Michael Glassford wrote: [...]
The difference in the pthreads case is a difference in the data that must be stored in the Boost.Threads mutex object: each one needs to store both a mutex and a condition variable, though I suppose--at the expense of requiring the storage to be dynamically allocated--space for the condition variable could be allocated only on platforms that don't support pthreads_timedlock.

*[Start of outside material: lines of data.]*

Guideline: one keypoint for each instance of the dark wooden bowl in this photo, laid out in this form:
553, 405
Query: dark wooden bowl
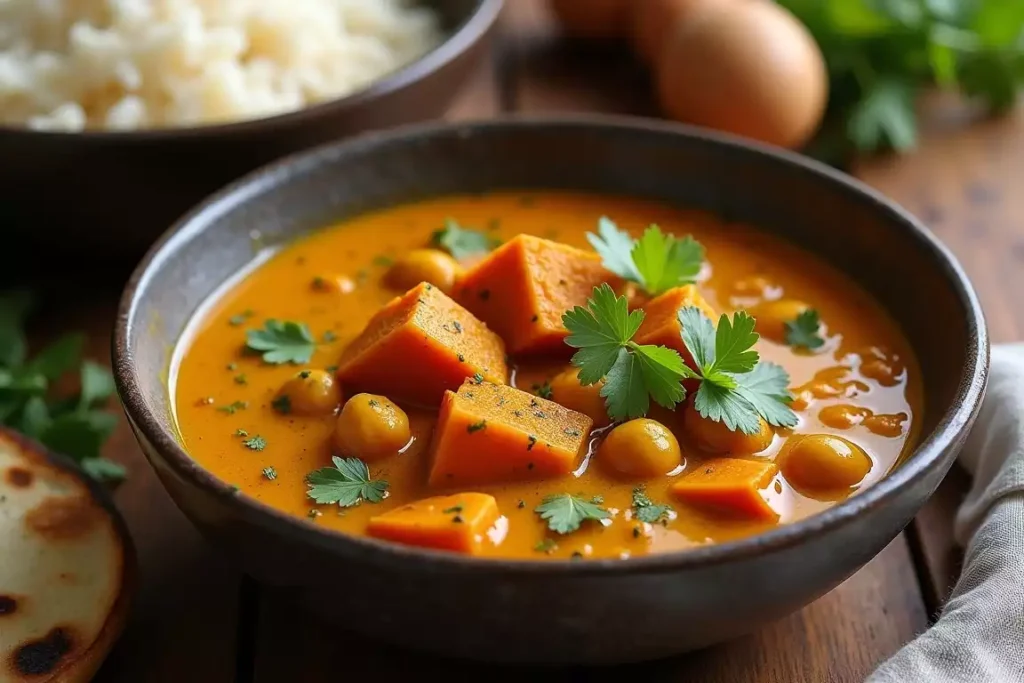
112, 194
591, 611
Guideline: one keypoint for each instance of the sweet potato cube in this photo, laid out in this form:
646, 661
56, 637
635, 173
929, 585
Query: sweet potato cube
523, 287
418, 346
489, 433
660, 324
729, 484
446, 522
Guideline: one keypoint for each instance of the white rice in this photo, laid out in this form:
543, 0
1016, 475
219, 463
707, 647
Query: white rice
125, 65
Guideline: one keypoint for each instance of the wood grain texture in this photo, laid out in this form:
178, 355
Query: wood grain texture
965, 183
182, 625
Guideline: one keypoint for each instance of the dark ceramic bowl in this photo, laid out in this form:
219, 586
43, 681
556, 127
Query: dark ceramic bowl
117, 191
589, 611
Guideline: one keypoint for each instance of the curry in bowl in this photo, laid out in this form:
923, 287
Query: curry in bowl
545, 376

No, no. The goal of mutex::timed_lock is not to cripple the mutex by turning it into a monitor. This is unacceptable. The goal is to provide an efficient timed_lock. If there is no efficient timed lock available on the platform, there should be no mutex::timed_lock. The argument we had with Howard is not about the above, on which we - hopefully - agree. The argument was about whether, from standard point of view, an implementation that doesn't provide mutex::timed_lock should be conforming. It is mostly a specification/theory/philosophy issue. In practice, the rule is simple. Have _POSIX_TIMEOUTS -> will travel, er, will have pthread_mutex_timedlock and mutex::timed_lock. The idea is that our C++ mutex should always be competitive with the "best" native mutex available on the platform. (Incidentally, on Windows, the best native mutex is neither CRITICAL_SECTION nor HMUTEX, it's Alexander's event-based thing. Or so he says. But he's usually right about these things.)